Sam Smith- I lived a majority of my life in Washington DC, much of it during a time when being white there put you in the minority. In fact, DC had a black majority from the time I returned to it in 1959 after college to when I moved away fifty years later. But I can't think of any time when the color of my skin caused me a major personal or political problem, though DC got little credit for its lack of ethnic conflict.
For me, it was never a big issue in part in part because I had grown up with four sisters and a brother and we didn't always agree with each other. From an early age I learned that people were highly varied and you had to learn how to live with them anyway. And you did that in part by emphasizing issues and things you agree about.
Looking back, there was one thing about DC's multi-culturalism that made it much easier for those of different ethnicities to get along: you looked different but you shared issues.
In fact, this was the reason I got more heavily involved with civil rights in the first place. I had taken part in a day log protest against a DC Transit fare increase, including driving 71 folks for free. After the day was over I wrote a piece about it and shortly thereafter got a call for assistance from the protest's organizer - a black guy also in his 20s named Marion Barry. Some years later Barry would become our controversial mayor and once said, "Sam's a cynical cat." But an issue affecting both blacks and whites had brought us together for a number of years.
There were other examples of causes that affected both whites and blacks that I worked on such as plans to build freeways through both black and white neighborhoods and a bi-ethnic drive for home rule and statehood.
One day I drove to the SNCC headquarters to help drive protesters and quoted one of them: 'We've got to live together, man. You're white and you can't help it. I'm Negro and I can't help it. But we still can get along. That's the way I feel about it." I agreed.

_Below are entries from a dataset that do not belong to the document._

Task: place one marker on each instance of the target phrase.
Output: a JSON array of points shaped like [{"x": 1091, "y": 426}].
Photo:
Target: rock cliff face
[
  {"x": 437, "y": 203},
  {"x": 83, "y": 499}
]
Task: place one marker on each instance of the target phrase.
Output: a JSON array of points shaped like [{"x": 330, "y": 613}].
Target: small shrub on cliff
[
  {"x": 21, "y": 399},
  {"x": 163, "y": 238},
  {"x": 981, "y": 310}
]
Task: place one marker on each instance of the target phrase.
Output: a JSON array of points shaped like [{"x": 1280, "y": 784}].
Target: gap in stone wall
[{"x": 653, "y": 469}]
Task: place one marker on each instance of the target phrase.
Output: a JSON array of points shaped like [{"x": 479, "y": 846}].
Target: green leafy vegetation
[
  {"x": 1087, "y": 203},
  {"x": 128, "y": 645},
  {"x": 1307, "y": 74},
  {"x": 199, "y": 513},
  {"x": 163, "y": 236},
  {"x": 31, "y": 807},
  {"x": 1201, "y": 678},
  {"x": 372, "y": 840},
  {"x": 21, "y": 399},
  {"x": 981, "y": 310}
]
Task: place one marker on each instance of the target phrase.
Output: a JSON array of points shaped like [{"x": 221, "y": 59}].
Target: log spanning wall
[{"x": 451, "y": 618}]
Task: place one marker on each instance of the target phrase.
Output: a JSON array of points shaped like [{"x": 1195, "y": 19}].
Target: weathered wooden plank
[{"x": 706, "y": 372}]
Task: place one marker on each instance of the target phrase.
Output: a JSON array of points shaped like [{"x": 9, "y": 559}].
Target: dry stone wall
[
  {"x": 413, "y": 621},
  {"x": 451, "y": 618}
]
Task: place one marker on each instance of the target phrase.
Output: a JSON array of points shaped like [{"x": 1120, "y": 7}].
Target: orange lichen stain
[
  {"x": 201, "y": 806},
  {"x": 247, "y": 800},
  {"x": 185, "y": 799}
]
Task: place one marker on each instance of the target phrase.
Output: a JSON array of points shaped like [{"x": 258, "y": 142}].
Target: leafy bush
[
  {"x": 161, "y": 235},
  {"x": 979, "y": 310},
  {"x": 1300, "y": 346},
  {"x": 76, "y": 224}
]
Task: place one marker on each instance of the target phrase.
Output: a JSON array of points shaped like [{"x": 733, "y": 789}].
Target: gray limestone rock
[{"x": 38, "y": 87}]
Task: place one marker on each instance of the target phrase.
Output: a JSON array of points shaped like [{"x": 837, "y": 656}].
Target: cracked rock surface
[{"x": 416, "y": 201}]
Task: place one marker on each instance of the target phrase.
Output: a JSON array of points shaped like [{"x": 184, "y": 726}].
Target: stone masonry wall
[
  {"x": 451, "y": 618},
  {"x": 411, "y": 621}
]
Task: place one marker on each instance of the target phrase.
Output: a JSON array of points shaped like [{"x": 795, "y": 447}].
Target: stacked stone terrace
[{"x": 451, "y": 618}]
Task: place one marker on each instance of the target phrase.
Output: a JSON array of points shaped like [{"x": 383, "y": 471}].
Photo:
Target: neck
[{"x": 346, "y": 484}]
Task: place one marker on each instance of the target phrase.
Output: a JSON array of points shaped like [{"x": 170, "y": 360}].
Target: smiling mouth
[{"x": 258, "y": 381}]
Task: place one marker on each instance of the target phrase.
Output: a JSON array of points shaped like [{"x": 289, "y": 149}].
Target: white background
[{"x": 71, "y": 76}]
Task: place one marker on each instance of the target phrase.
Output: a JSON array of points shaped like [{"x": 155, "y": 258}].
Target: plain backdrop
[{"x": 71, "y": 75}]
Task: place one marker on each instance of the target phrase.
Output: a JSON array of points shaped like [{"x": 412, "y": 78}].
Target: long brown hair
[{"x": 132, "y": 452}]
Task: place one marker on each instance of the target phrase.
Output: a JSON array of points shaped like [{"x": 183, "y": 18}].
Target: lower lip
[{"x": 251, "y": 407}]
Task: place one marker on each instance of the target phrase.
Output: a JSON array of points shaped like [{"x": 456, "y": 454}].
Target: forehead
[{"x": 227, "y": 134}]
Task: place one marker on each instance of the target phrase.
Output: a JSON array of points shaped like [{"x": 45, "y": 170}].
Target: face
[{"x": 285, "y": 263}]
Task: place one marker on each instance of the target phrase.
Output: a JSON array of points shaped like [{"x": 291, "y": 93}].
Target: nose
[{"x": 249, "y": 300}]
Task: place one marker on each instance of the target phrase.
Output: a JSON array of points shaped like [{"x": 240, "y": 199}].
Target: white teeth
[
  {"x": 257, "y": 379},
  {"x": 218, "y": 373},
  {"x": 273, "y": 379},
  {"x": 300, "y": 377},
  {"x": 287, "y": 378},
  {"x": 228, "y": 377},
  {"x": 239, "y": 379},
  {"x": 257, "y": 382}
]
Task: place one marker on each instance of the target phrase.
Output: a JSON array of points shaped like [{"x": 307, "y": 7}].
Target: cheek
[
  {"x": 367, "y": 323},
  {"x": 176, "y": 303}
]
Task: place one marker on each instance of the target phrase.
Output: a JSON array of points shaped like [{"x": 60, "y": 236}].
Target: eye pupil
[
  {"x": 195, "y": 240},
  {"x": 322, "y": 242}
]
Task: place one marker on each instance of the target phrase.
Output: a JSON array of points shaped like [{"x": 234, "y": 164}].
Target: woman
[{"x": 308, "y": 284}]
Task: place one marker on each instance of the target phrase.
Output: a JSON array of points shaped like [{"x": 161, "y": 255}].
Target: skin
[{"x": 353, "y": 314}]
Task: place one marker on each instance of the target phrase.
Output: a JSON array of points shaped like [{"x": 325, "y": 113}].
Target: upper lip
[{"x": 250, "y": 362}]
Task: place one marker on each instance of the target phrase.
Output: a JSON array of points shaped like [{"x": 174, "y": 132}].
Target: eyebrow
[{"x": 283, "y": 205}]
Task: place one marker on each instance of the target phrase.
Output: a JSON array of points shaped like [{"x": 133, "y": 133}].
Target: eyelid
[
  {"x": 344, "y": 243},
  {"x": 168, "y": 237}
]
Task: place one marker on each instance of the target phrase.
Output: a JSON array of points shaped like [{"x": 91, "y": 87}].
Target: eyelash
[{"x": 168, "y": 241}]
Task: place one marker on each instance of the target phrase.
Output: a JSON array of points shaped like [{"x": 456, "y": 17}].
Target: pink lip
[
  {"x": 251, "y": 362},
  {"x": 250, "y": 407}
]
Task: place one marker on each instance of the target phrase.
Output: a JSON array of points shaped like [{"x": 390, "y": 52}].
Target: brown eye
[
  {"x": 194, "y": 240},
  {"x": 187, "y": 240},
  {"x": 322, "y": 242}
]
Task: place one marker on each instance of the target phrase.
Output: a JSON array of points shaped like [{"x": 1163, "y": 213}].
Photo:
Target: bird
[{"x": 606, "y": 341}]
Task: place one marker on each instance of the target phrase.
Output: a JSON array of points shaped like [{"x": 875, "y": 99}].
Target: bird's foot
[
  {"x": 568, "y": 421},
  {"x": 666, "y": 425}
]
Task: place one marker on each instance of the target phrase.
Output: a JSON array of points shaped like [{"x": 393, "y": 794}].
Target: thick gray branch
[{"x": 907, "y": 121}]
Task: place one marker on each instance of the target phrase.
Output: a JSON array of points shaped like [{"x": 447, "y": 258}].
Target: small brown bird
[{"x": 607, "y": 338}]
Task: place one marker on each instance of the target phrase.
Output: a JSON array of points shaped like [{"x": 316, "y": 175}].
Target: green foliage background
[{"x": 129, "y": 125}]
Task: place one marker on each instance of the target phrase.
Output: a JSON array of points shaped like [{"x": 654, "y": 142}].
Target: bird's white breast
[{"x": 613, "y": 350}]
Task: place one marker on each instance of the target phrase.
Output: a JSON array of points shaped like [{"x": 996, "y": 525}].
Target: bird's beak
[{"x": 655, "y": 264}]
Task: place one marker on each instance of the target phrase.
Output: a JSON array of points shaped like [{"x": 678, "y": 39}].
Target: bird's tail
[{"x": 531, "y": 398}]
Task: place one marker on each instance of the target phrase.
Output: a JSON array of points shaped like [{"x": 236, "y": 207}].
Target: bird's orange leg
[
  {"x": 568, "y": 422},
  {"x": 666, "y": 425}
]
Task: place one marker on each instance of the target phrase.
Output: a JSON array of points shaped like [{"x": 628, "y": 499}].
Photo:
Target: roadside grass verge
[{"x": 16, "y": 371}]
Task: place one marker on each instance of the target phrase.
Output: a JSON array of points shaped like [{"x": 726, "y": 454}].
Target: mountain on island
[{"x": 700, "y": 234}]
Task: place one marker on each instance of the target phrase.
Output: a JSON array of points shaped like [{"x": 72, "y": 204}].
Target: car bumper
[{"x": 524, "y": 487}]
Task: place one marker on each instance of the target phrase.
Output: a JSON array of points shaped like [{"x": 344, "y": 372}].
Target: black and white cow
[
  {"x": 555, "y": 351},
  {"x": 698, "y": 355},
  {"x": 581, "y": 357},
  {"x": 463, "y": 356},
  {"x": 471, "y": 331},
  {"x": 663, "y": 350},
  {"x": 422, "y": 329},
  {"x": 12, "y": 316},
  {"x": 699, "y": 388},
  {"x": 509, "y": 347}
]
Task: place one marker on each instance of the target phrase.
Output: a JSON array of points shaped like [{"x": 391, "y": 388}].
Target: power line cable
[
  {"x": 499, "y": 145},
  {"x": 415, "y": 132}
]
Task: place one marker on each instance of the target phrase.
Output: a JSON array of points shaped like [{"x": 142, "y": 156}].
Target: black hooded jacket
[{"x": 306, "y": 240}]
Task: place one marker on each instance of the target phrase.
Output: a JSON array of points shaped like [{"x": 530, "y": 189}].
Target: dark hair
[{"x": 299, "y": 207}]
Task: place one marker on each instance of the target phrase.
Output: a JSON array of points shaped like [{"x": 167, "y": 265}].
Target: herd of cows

The freeway issue was helped by this poster:
The black journalist Chuck Stone described me as "one of a small group of whites with whom many blacks would trust their political lives." In short, what I learned as a minority white guy in DC was to find ways to join with blacks to fight for causes that would help everyone. It's not a bad strategy for various ethnicities to use nationally - aiming at issues such as the mess Trump is making of the economy. Find something that's hurting both white and blacks and you can build a coalition fast.